Central Bank of Malaysia, also known as Bank Negara Malaysia (BNM), recently replied to a query from Bloomberg about testing a Central Bank Digital Currency (CBDC). BNM is studying the usefulness of creating and employing a cryptocurrency for the nation.
The future of crypto is inevitable
BNM told Bloomberg in an email that “[BNM] is actively assessing the value proposition of central bank digital currency (CBDC) to Malaysia.” They added, “while a decision has not been made to issue CBDC, we have focused our research on CBDC via proof-of-concept and experimentation to enhance our technical and policy capabilities, should the need to issue CBDC arise in the future.”

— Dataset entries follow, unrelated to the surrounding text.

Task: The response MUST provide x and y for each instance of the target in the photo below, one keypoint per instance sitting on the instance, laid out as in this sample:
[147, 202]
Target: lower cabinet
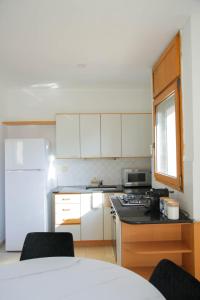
[107, 218]
[87, 216]
[67, 215]
[144, 245]
[92, 216]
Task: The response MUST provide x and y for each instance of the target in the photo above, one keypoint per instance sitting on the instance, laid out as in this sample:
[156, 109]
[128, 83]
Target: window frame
[174, 182]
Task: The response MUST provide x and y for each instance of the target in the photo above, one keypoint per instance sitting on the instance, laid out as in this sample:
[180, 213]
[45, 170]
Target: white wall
[36, 104]
[78, 171]
[43, 104]
[195, 42]
[2, 204]
[190, 199]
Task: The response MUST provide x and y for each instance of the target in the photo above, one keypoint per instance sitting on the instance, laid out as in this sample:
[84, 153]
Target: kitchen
[42, 104]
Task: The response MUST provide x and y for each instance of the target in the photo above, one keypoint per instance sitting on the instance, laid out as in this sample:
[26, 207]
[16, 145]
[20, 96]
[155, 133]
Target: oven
[136, 177]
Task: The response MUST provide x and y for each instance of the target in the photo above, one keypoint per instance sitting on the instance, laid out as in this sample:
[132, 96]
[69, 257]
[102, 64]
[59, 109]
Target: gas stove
[134, 200]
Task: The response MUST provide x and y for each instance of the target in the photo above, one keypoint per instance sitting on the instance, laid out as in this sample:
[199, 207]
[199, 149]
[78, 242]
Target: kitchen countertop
[141, 215]
[83, 189]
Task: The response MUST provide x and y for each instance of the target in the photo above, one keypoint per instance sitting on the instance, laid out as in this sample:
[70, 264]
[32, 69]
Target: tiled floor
[104, 253]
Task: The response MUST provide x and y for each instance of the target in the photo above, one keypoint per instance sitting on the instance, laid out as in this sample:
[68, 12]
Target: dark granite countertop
[85, 189]
[141, 215]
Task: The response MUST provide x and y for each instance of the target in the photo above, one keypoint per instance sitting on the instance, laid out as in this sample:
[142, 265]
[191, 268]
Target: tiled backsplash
[81, 171]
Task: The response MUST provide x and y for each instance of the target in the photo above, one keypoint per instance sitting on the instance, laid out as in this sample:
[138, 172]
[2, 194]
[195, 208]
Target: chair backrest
[175, 283]
[47, 244]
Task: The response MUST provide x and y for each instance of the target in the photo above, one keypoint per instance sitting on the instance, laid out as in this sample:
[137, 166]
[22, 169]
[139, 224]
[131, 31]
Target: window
[167, 137]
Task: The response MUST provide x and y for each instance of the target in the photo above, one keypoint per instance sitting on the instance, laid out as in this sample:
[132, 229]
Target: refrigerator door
[26, 206]
[25, 154]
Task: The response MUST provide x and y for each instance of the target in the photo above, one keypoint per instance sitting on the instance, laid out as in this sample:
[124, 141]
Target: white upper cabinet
[67, 136]
[90, 135]
[136, 135]
[111, 135]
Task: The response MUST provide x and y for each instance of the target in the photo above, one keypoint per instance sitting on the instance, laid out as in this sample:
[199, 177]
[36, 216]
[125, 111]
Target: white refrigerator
[26, 167]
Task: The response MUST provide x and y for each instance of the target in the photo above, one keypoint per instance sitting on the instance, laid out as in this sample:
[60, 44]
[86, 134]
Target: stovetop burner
[134, 200]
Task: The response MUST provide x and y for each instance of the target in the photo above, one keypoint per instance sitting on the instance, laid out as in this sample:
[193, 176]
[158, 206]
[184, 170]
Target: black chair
[47, 244]
[175, 283]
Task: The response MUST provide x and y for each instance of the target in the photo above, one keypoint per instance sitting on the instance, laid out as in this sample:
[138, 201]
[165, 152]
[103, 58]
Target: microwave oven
[136, 177]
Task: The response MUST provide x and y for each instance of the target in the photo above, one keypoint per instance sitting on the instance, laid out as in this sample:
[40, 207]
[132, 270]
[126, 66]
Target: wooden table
[57, 278]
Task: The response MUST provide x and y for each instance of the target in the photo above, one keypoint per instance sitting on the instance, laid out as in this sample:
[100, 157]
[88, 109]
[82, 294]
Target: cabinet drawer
[67, 198]
[74, 229]
[67, 213]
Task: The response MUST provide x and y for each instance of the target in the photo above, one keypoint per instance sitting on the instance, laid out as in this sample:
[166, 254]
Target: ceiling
[86, 43]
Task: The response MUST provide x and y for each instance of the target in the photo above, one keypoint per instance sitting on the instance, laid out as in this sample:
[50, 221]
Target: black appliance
[145, 198]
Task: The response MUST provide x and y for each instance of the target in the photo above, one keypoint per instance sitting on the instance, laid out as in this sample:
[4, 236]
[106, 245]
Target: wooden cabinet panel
[74, 229]
[136, 135]
[111, 135]
[66, 214]
[167, 68]
[91, 217]
[107, 228]
[90, 135]
[67, 136]
[143, 246]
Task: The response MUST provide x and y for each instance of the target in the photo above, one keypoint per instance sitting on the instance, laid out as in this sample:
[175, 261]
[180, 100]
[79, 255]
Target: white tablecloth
[60, 278]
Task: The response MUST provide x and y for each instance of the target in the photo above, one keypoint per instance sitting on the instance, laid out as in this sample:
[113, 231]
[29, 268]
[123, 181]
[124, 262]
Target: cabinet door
[67, 136]
[136, 135]
[111, 135]
[91, 217]
[107, 218]
[90, 135]
[118, 240]
[74, 229]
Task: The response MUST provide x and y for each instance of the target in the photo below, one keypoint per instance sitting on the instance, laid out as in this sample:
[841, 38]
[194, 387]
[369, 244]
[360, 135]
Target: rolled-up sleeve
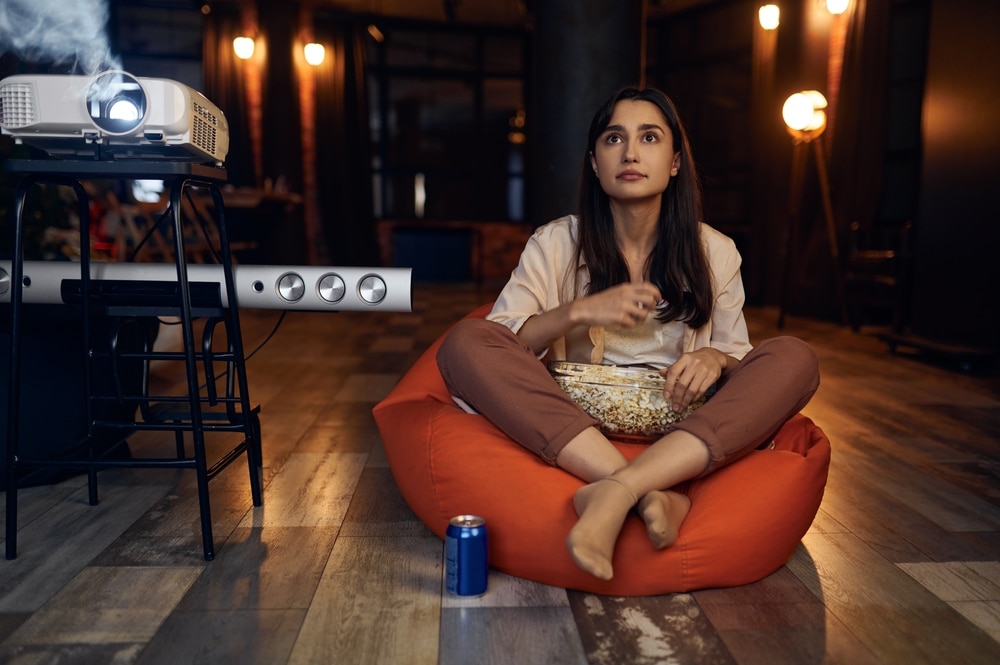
[727, 329]
[538, 280]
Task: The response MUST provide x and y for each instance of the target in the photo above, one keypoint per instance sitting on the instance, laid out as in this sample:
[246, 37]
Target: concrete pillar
[582, 51]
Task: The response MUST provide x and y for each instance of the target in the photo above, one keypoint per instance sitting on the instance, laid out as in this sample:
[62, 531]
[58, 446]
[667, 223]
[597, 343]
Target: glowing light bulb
[769, 16]
[243, 47]
[314, 53]
[803, 111]
[837, 6]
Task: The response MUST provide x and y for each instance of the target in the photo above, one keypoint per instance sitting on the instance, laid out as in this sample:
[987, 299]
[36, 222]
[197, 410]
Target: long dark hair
[677, 265]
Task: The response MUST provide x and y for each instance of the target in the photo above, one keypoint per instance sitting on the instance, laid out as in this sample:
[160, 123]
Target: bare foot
[602, 507]
[663, 513]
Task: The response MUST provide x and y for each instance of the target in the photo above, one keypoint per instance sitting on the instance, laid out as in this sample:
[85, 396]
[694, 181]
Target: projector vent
[17, 105]
[203, 129]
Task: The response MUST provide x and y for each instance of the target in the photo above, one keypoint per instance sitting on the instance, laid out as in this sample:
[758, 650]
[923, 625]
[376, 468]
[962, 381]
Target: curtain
[343, 141]
[856, 165]
[225, 86]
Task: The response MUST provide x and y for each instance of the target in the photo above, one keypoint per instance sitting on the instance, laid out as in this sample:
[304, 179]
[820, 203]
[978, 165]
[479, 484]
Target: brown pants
[492, 370]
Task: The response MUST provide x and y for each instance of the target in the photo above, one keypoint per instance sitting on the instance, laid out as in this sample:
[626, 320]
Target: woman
[635, 279]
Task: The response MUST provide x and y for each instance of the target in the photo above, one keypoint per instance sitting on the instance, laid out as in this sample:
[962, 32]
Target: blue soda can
[466, 558]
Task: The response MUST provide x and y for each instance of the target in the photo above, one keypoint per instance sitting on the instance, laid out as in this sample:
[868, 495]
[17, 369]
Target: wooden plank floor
[902, 564]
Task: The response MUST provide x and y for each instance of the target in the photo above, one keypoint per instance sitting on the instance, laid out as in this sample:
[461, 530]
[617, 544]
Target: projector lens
[116, 103]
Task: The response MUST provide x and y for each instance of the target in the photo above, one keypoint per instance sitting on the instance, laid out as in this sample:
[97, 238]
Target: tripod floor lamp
[805, 119]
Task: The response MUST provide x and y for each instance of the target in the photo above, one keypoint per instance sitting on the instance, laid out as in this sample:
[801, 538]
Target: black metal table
[203, 409]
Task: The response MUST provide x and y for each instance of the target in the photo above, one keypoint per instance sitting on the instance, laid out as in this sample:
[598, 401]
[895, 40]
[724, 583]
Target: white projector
[113, 116]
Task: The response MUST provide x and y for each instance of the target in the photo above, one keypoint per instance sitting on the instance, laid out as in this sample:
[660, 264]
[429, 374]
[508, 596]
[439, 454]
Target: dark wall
[955, 294]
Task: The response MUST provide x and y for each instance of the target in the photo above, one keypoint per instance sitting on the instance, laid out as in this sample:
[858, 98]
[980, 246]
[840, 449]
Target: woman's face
[634, 158]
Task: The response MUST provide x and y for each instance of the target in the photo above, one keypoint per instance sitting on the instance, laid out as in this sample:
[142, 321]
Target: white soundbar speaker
[310, 288]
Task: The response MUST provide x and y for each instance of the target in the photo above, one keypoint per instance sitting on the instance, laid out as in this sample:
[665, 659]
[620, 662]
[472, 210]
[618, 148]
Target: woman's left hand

In December 2021, Yamani Hafez Musa, Deputy Finance Minister of BNM said, “The financial system in Malaysia continues to support the functioning of the economy while meeting the needs of individuals and businesses.”

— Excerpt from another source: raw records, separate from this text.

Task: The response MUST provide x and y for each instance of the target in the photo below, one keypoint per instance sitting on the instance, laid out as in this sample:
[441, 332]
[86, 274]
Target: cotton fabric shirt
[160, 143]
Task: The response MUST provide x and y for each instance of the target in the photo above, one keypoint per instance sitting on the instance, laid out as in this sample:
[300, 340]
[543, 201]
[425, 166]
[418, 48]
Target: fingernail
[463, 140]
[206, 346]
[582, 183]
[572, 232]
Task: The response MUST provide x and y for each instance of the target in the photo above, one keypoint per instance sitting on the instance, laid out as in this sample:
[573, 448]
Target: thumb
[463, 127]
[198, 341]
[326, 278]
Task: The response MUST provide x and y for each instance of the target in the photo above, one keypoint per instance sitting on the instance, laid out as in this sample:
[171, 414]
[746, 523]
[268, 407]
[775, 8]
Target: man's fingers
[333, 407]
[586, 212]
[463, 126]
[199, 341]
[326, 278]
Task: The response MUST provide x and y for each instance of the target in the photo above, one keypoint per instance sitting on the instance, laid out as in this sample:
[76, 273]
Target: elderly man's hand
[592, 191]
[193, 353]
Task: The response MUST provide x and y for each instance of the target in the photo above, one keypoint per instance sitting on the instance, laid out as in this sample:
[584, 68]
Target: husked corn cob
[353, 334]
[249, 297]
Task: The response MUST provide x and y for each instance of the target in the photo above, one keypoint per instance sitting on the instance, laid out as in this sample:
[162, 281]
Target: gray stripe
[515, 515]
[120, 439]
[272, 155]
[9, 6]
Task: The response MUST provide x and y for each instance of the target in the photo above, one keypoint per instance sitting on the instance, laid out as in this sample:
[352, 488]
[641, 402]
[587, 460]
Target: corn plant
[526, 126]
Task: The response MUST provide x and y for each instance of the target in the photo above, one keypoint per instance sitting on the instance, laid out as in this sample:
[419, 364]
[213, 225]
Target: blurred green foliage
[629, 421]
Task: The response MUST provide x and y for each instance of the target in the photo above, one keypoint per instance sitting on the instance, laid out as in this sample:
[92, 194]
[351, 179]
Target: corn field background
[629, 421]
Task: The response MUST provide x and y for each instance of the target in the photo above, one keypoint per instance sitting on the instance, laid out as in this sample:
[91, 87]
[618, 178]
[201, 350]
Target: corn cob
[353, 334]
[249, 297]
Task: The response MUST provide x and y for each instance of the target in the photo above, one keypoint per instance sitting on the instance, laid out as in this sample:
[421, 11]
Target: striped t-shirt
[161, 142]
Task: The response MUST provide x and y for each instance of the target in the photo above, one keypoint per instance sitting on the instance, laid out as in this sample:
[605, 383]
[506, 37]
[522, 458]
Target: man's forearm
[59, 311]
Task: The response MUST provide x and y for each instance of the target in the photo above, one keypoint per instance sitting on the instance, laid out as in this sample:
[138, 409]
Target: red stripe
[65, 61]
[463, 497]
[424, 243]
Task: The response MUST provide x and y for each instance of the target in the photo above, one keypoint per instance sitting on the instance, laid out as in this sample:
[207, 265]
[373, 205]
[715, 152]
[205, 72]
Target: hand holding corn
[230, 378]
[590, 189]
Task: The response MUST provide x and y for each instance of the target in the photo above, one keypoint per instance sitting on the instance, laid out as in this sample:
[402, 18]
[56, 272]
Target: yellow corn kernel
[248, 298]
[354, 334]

He said during a Q&A session at the Dewan Rakyat — the lower house of the parliament — on Dec 15, 2021, “However, BNM will continue to actively assess the potential of CBDC to achieve public policy objectives.”
BNM still doesn’t trust cryptocurrency
BNM has declared its mistrust in cryptocurrencies such as Bitcoin and Ethereum many times before. According to BNM, it is assessing the use-cases of a CBDC because cryptocurrencies do not have the universal characteristics of money, consequently, they cannot be used as legal tender.
The Central Bank of Malaysia joined Project Dunbar to test the potential of CBDCs with the Bank for International Settlements, Australia, Monetary Authority of Singapore and South African Reserve Bank for international payments.
Moreover, creating a multi-CBDC platform could bring together central banks and commercial banks from around the world, allowing them to immensely improve cross-border payments and reduce the hustles.
Although things are still not clear, cryptocurrency regulation remains the trending topic of Malaysia. Blockchain technology and cryptocurrencies are here to stay, and many prefer decentralization to having a third-party authority controlling their finances or even lives.